Kentucky Press News Service
The Kentucky Division of Forestry said in a news release that it reminds Kentucky landowners and homeowners that wildfires can strike any time where grass and brush are dry enough to burn.
Each year wildfires needlessly threaten thousands of lives and destroy homes and structures.
“Despite our wet weather, 102 fires have burned 1,000 acres since February 15.” William H. Steele Jr., director of the Division of Forestry, said in the release. “Although the Kentucky Division of Forestry is responsible for suppressing wildfire, the agency relies heavily on public cooperation and assistance from local fire departments.”

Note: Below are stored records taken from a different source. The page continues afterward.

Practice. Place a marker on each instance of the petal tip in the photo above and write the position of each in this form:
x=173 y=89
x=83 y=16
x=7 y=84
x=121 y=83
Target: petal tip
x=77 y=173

The best way to protect property is to prevent wildfires from getting started. Homeowners who live in or near forested areas should practice sound firewise principles such as pruning and removing flammable plants and debris. Reducing the amount of fuel from shrubs, dead plant material and firewood will help create a defensible space around a home.
Unsafe burning of brush piles and other debris may lead to escaped fires. Safety precautions should be taken and weather conditions considered before conducting any outdoor burning. It is illegal to burn garbage or other materials except natural plant matter, such as yard waste and brush. County solid waste programs have information on debris collection or drop-off sites.
Check with the closest local fire department, the Kentucky Division of Forestry, the Kentucky Division for Air Quality and the Kentucky Division of Waste Management to ensure compliance with local and other state outdoor-burning regulations.